Ok, so obviously the GC is still the same, because we didn’t do anything different. However, The SWV and SWVvsGC estimates of \(D_{ap}\) are now wildly different!? The SWV estimate is too high and the SWV vs. GC estimate is too low. This suggests that \(n\) and \(\psi\) could be too low. I tried changing the values to 2 and 0.75, but the change was minimal. Therefore, I do not know why these estimates are so off, but I would definitely trust the SWV fast datasets more until we understand why.

With psi = 0.75 and n = 2:

With psi = 0.7 and n = 1.8:

And just for clarity, here you can see that the plots are still extremely linear.

p1 <- ggplot(df_slowCal, aes(x = signal_from_swv, y = signal_from_gc)) + 
    geom_point() + geom_smooth(method = "lm")

p2 <- ggplot(df_slowCal, aes(x = C_mol_cm3, y = signal_from_swv)) + 
    geom_point() + geom_smooth(method = "lm")

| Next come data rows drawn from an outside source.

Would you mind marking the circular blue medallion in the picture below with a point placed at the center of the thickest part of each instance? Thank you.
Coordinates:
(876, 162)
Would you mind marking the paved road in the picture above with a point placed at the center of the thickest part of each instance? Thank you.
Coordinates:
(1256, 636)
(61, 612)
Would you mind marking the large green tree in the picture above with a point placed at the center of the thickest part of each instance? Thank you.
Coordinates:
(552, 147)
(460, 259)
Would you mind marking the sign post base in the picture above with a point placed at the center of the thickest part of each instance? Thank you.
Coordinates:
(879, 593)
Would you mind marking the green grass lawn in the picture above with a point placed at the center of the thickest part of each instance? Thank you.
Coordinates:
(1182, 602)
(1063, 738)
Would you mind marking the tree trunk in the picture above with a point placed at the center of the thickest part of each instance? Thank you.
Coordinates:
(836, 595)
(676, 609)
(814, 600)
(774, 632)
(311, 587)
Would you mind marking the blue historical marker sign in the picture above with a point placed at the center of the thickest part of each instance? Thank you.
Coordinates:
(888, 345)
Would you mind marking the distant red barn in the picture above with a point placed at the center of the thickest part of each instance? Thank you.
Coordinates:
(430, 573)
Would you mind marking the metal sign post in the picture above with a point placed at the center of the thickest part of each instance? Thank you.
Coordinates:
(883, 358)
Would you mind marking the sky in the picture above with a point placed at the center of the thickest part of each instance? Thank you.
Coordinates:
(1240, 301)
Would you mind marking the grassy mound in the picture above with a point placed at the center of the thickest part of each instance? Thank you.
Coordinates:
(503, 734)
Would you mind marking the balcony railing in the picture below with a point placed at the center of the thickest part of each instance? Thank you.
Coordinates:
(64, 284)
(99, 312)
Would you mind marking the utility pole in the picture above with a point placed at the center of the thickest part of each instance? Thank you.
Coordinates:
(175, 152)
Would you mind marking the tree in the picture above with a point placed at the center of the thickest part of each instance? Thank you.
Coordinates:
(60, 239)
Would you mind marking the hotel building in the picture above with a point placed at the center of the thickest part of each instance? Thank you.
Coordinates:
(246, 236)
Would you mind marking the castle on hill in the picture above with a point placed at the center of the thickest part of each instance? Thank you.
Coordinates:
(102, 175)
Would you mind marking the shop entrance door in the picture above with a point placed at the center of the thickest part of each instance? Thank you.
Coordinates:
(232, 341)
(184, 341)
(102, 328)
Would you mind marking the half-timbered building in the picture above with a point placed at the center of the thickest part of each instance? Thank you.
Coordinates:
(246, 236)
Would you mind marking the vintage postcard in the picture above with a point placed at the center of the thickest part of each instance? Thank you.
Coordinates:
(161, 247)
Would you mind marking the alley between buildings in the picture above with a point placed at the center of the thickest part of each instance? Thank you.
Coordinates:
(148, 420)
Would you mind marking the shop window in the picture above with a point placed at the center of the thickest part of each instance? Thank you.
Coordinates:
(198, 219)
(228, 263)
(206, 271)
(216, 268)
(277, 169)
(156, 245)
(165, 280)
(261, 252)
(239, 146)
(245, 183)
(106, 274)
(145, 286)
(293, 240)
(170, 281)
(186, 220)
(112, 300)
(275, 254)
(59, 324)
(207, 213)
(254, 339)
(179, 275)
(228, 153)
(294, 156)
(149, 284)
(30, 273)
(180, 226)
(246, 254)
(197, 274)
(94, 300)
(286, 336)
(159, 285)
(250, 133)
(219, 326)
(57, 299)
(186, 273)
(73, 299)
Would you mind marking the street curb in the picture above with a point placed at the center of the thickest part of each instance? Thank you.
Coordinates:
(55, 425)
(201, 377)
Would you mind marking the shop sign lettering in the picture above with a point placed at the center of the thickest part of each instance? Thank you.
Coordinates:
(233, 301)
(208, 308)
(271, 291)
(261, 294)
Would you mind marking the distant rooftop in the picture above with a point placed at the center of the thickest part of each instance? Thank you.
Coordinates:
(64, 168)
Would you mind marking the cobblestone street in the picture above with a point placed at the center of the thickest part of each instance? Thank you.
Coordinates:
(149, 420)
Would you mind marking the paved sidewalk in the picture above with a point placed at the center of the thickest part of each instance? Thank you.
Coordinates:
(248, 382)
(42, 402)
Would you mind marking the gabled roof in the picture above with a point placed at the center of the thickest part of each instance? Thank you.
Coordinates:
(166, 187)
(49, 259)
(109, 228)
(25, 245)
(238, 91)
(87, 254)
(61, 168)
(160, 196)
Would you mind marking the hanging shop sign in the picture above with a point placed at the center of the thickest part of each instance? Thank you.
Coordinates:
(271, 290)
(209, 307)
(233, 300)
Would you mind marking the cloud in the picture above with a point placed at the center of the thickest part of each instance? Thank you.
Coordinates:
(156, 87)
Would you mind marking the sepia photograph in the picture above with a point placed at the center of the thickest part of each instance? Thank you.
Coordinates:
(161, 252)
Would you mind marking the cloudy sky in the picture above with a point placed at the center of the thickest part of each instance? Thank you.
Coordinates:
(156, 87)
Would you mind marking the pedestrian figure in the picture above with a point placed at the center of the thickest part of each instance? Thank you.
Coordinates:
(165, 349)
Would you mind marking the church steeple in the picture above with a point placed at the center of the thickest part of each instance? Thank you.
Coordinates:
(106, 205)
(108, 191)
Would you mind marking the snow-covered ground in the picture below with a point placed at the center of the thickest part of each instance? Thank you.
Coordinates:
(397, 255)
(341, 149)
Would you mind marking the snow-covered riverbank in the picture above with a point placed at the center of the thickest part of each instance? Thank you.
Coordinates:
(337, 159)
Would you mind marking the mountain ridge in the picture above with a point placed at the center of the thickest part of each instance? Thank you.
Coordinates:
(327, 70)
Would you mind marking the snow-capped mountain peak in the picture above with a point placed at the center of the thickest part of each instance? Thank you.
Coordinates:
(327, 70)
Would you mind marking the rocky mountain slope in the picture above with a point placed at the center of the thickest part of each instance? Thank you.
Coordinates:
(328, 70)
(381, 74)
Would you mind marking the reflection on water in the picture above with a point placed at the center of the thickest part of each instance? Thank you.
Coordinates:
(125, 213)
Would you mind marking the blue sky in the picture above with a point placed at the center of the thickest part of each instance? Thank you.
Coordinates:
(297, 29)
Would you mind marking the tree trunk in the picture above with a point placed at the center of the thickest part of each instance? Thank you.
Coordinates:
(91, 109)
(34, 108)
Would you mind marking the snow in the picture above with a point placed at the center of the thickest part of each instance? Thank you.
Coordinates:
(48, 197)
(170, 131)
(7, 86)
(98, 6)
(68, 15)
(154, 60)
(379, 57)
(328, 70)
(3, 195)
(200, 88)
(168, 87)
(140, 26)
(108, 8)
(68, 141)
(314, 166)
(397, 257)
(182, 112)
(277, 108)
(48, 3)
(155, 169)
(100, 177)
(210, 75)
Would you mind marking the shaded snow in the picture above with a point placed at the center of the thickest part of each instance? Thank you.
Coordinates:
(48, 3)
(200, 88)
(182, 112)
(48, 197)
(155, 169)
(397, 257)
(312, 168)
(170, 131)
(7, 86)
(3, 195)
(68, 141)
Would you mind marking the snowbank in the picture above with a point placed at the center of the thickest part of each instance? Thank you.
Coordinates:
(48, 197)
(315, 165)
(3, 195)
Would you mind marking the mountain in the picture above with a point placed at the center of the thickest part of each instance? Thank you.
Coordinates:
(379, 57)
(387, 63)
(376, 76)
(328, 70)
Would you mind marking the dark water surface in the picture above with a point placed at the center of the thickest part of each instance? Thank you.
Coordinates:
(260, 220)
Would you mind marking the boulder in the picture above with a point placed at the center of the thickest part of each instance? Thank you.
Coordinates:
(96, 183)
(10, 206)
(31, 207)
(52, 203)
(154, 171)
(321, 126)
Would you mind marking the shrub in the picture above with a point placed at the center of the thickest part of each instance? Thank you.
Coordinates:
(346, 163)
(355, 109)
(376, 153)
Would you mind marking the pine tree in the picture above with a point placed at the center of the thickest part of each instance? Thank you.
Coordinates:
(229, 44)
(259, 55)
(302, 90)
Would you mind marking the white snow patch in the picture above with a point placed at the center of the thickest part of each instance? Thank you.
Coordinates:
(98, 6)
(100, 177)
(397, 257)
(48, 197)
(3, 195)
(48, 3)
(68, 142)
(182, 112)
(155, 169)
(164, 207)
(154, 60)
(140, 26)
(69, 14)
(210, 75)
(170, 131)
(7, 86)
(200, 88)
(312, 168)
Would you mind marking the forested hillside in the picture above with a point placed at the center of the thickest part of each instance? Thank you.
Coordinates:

p3 <- ggplot(df_slowCal, aes(x = C_mol_cm3, y = signal_from_gc)) + 
    geom_point() + geom_smooth(method = "lm")

p1 | p2 | p3

Conclusions

I am glad that I did this, but it is also unsettling that changing the scan rate throws off the estimate drastically even with a blank electrode. For now, let’s move forward with the parameters I used in the SWV fast section above.